'Britishness day' plans scrapped
GORDON Brown has scrapped plans for a 'national day' to encourage 'Britishness'.
The Government has performed the astonishing U-turn despite the PM first hailing the idea as Chancellor in 2006 just months after the 7/7 bombings.
The PM has now been slammed for allowing his 'Britishness agenda to sink without a trace'.
The patriotic celebration similar to Americas July 4 or Bastille Day in France was set to encourage the celebration of Britishness to bring the nation 'together'.
And it was one of the key recommendations of a citizenship review Mr Brown commissioned from former attorney general Lord Goldsmith when he became Prime Minister last year.
Allegiance
But Constitution Minister Michael Wills told MPs it was now off the cards.
A number of Lord Goldsmiths recommendations merit further consideration across Government and will be taken into account in discussion and debate on policy development in these areas.
However, there are no plans to introduce a national day at the present time, he said in reply to a written question from Tory MP Andrew Rosindell.
Shadow justice secretary Nick Herbert blasted the PM slamming: First a national motto, then an oath of allegiance, now a patriotic day - one token initiative after another in Gordon Browns Britishness agenda has sunk without trace.
Labour still hasnt worked out that British identity is bound up in our institutions, culture and history. It cant be re-manufactured by their spin doctors.
Mr Wills, who worked on the original proposals, said at the time of Mr Browns 2006 speech that he wanted there to be a day to focus on the things that bring us together... whatever our backgrounds.

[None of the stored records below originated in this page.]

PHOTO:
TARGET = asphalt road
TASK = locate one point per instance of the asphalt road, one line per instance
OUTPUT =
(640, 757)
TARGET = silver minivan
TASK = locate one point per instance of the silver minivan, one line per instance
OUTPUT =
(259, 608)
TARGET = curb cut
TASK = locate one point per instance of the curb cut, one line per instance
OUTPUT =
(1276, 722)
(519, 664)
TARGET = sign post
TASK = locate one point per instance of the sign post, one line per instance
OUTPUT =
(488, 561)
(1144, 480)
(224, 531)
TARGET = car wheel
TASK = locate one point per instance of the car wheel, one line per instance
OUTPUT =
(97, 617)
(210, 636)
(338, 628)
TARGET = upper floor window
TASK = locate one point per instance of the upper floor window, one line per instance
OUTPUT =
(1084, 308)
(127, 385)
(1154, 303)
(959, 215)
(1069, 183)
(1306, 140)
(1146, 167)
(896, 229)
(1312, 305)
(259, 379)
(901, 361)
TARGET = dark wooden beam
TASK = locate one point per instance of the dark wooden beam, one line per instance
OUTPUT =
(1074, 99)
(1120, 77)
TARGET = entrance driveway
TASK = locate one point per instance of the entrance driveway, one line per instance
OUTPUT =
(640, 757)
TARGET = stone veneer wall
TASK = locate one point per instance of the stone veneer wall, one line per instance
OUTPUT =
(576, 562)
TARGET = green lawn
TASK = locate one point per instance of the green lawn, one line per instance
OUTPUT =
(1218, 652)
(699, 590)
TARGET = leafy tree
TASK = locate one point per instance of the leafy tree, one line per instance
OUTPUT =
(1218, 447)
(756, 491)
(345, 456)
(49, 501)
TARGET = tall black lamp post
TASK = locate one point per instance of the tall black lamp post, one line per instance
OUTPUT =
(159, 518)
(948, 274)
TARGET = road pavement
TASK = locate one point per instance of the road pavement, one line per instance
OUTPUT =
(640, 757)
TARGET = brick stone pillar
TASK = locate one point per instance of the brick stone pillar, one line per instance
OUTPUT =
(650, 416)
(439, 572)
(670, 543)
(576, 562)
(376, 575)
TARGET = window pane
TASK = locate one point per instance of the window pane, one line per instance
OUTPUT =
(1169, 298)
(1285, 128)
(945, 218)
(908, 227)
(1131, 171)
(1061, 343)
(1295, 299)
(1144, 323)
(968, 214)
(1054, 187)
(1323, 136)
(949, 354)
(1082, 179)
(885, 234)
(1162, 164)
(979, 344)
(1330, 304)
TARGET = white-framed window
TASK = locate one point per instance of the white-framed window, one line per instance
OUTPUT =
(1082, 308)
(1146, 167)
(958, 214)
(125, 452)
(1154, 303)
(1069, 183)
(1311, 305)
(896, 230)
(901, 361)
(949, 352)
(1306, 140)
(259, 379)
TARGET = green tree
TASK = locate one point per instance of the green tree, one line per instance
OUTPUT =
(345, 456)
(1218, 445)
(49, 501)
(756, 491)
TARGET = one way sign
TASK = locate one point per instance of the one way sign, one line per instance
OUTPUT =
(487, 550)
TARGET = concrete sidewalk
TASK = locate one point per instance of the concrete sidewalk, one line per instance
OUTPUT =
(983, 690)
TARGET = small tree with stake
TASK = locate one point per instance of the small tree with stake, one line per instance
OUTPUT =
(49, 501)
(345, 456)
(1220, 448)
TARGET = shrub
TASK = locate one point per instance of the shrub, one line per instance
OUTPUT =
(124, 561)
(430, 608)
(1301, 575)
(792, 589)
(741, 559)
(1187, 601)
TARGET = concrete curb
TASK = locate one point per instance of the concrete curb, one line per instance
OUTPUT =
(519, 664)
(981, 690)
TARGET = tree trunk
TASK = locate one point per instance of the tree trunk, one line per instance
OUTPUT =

Liam Byrne, the then immigration minister who switched to the Cabinet Office in this months reshuffle, proposed in June that the bank holiday weekend at the end of August should become the Great British Weekend for people to celebrate what they loved most about the country.
That would have meant workers would not get the benefit of an additional public holiday, as proposed by Lord Goldsmiths report.
And it immediately sparked objections from Scotland where the summer Bank Holiday is at the beginning of the month.